Another problem I want to address is
comp on functions. The way I think about the operations to apply is the reverse of what I need to write.
(defn comp-> [& args] (apply comp (reverse args))) #_ ((comp str inc) 17) ; => "18" #_ ((comp-> inc str) 17) ; => "18"
I used it in a lot of places in my solutions so far https://github.com/imrekoszo/advent-2020/
It is a good library. With this tree-seq transducer, you may have used it at one more place too. https://github.com/cgrand/xforms/issues/20
Side note: The functions I past in the channel are targeted at saving typing time. They are not necessarily the right choice for quality code.
Until now, performance was not the issue in all the puzzles, so lazy collections are still in the game.
(for [x (range 3) y (range 3)] [x y]) => ([0 0] [0 1] [0 2] [1 0] [1 1] [1 2] [2 0] [2 1] [2 2])

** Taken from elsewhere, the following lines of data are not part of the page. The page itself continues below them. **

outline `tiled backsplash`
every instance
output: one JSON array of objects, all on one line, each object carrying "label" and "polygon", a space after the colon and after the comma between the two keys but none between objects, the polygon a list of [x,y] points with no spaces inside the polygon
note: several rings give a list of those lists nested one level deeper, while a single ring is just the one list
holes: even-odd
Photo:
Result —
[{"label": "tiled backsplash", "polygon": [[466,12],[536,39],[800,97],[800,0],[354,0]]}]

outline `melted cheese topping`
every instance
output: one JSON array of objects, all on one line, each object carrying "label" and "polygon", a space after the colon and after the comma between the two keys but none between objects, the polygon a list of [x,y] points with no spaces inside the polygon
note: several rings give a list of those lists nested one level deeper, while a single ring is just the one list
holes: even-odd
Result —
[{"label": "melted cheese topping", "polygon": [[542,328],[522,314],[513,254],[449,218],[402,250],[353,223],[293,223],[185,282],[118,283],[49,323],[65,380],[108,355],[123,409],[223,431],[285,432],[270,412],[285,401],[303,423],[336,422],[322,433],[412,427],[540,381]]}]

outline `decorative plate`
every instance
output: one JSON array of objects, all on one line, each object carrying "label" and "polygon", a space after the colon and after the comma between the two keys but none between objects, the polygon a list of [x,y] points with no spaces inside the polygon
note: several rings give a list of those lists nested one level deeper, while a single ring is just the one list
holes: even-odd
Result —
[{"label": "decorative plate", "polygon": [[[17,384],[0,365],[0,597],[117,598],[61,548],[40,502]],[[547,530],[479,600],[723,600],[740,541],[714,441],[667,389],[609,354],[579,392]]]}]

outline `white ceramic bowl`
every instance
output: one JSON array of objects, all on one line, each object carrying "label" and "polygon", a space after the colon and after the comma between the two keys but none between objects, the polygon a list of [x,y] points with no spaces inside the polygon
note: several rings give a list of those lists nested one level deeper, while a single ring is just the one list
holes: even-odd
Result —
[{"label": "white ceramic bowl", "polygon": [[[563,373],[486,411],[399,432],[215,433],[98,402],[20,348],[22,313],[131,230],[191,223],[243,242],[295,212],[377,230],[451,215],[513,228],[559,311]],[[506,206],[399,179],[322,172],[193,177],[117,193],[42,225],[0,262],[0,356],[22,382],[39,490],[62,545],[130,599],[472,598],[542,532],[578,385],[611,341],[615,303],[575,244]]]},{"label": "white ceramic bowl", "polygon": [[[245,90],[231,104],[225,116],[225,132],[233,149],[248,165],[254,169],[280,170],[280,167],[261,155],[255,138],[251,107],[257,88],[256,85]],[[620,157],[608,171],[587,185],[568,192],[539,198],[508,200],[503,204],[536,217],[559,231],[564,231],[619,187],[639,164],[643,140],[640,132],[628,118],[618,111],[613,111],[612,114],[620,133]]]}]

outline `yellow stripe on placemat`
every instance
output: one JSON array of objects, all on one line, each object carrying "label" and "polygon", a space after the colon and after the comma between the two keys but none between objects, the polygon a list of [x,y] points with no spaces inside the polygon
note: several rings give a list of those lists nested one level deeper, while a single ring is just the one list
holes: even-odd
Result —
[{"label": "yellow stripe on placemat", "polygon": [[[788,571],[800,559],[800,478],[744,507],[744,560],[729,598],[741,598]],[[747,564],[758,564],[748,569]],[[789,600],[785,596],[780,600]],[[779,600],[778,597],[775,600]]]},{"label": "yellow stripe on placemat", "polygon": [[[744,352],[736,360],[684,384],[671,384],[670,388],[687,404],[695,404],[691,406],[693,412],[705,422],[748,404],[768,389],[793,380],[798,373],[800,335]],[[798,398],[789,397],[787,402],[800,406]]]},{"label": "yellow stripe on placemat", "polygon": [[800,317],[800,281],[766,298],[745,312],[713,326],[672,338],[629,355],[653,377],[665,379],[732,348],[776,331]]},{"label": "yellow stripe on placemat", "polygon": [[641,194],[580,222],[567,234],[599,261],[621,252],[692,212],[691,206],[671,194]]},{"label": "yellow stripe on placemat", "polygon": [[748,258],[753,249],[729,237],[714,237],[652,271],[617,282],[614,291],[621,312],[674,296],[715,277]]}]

Cause that did bug me with day 1 where you kinda need elements taken for the combinations of indices. Not being able to find an existing implementation, I wrote a transducer for it but its performance is shite when compared to the for-based approach: https://github.com/imrekoszo/advent-2020/blob/master/src/imrekoszo/advent2020/day1_alternatives.clj#L102
(for [i (range size) j (range i size)] ...) to get a triangle of indices (where size if the count of the collection)
@andrea.crotti There is more than one way to do it, but as mentioned above that’s combinations vs permutations. Another way is in the for macro to make sure that one index is > than another, e.g. 1(for [i xs j xs :when (> j i))1
as @markw mentions:
(for [x (range 5) y (range 5) :when (< x y)] [x y]) ;; => ([0 1] [0 2] [0 3] [0 4] [1 2] [1 3] [1 4] [2 3] [2 4] [3 4])
Using the when clause will make the for comprehension iterate over all 5*5 indices though (perhaps a small cost compared to the work overall...)
if you want efficient generation i would use combinatorics and tack on the diagonals explicitly
As I mentioned above, I did it using the two argument version of range to get the triangular shape of indices.
Missed the fact that you started the second loop at
i rather than
i+1 which would have made it effectively the same as combinations
In my actual for sequence I do have
:when for other purposes, just not the range/index checking.
I feel somewhat stupid about my day 1, part 2 implementation where I just added another index instead of doing something else.
(time (do (doall (for [x (range 1000) y (range 1000) :when (<= x y)] [x y])) nil)) "Elapsed time: 40.609524 msecs" => nil (time (do (doall (for [x (range 1000) y (range x 1000)] [x y])) nil)) "Elapsed time: 27.957203 msecs"
Depends on what your goals are for this puzzle thing. And there are a bunch of conflicting ones there.
(time (do (doall (for [x (range 1000) y (range 1000) :when (<= x y)] [x y])) nil)) "Elapsed time: 65.1356 msecs" (time (do (doall (for [x (range 1000) y (range x 1000)] [x y])) nil)) "Elapsed time: 53.8159 msecs"
Never mind my duplicate experiment. I misread yours completely and thought it did not include the x offset for y... Time to fetch my glasses.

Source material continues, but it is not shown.